Today I piled all of my son's shoes on top of my body and cried. I cried so hard because my son will never wear them again. I smelled them, trying to catch a whiff of the smell I use to complain about. I thought about all the times these shoes were talked about.


And then I laughed.


I laughed so hard thinking about the thoughtful way Deral shopped for his shoes. He tried on tons and had very specific (and different) ideas of what type of shoes he wanted each and every time we needed new shoes, which was ALOT.


I smiled.


I had a HUGE smile across my face when I remembered his very first pair of cowboy boots. My husband and I shopped diligently to choose the perfect pair for our sweet little boy. It only took him a month to wear the soles down to nothing.


I found joy.


I became joyful because my sadness brought memories. I held his cleats in my arms and remembered how amazing he was at baseball. He was the epitome of sportsmanship. He was an encourager and constantly trying to better his game. He was brave and always up for a challenge.


I found hope.


I held his hiking boots and remembered his love for nature. He loved hunting and exploring. I truly believed I would become a worried marine's momma someday. He was a protector and wanted nothing more than to fight for anyone and everyone's freedom. I found hope as I remembered him marching in those boots singing "I'm a soldier in God's army".


I found peace.


I held his one pair of dress shoes. The only pair with the soles still intact. I remembered all the times I thought about his future. I remember knowing that Deral was going to be the best husband. He loved fiercely and was loyal and caring. I found peace knowing that he loved our God and was undoubtedly living with Jesus.

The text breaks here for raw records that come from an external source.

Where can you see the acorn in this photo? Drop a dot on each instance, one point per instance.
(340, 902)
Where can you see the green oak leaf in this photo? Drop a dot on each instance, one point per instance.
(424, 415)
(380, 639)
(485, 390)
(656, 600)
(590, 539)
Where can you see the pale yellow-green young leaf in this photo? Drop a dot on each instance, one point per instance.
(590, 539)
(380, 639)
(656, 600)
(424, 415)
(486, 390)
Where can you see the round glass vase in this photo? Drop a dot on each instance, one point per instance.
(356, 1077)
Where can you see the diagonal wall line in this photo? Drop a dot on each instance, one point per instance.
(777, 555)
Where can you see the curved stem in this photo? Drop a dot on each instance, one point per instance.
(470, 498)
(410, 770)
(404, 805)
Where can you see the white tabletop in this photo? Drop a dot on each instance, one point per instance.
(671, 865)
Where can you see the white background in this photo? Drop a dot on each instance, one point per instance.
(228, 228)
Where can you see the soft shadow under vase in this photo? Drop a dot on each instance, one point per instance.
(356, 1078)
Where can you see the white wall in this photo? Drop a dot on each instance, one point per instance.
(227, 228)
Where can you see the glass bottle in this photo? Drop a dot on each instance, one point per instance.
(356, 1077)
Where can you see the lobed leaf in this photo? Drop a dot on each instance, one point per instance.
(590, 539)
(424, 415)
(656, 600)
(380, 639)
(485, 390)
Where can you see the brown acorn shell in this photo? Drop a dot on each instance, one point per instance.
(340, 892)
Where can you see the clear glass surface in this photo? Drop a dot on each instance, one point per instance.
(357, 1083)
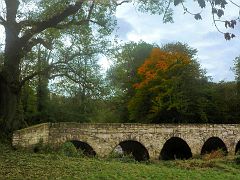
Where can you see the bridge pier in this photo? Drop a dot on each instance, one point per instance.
(152, 138)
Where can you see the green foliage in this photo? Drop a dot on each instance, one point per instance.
(68, 149)
(175, 94)
(237, 159)
(123, 74)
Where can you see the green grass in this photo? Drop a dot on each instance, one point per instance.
(27, 165)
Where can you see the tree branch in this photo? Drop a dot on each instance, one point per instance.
(120, 3)
(33, 42)
(2, 21)
(51, 22)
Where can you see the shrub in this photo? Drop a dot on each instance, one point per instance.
(68, 149)
(39, 146)
(215, 154)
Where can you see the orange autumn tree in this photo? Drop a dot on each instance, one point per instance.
(158, 63)
(159, 92)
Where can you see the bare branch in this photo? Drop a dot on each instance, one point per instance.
(90, 10)
(2, 21)
(33, 42)
(52, 22)
(120, 3)
(34, 74)
(166, 10)
(234, 3)
(77, 23)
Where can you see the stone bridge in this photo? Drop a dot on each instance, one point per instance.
(144, 141)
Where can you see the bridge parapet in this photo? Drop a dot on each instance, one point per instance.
(104, 137)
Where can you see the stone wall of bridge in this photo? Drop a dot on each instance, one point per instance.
(103, 138)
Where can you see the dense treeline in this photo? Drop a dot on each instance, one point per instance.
(146, 84)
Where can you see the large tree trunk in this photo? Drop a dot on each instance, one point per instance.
(9, 76)
(8, 104)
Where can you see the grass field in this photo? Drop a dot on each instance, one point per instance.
(27, 165)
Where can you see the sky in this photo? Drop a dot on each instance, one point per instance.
(215, 54)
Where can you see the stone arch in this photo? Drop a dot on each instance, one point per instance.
(84, 147)
(237, 150)
(175, 148)
(213, 144)
(137, 149)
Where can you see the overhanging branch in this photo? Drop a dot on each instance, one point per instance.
(52, 22)
(33, 42)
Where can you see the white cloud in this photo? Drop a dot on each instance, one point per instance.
(215, 53)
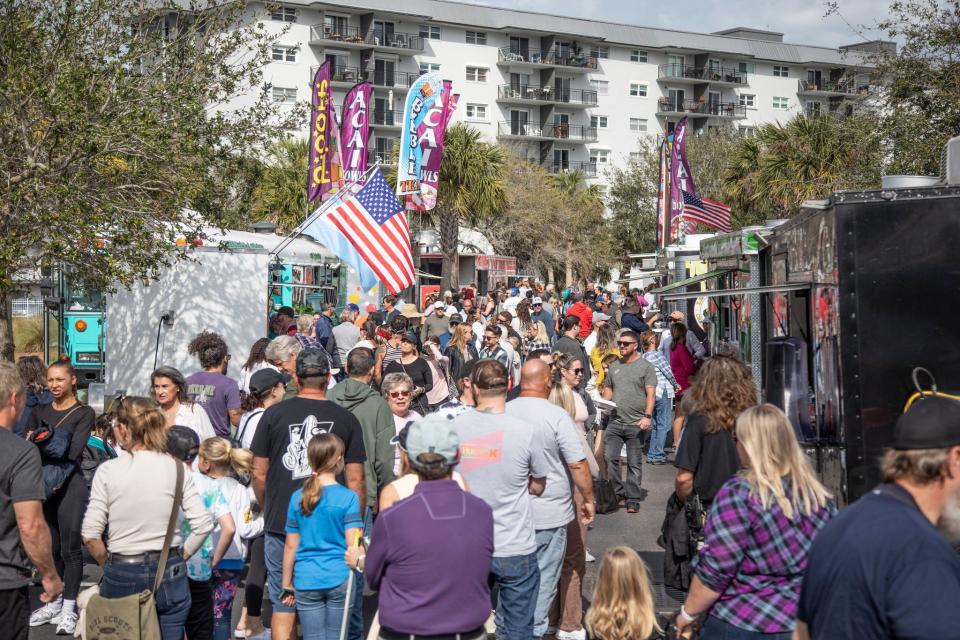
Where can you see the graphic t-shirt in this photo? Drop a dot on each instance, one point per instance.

Today I am sad. But I am also hopeful, joyful and at peace. My sadness doesn't need to be fixed. It isn't something that needs to be avoided or hidden. Sadness needs to be felt. Sadness isn't bad, it is hard. But I have learned that good ALWAYS comes from the hard.


Our emotions aren't bad OR good. They just are. We need them. We must sit with them and allow Jesus to bring comfort and peace. We can't fight them or label them. We can't hide them from ourselves or from others. We shouldn't celebrate them OR fix them. They don't control us but we have to learn to control them.


Today I am sad. I am also hopeful, joyful, happy, expectant, and full of gratitude because I spent 11 beautiful years with my son and his stinky shoes.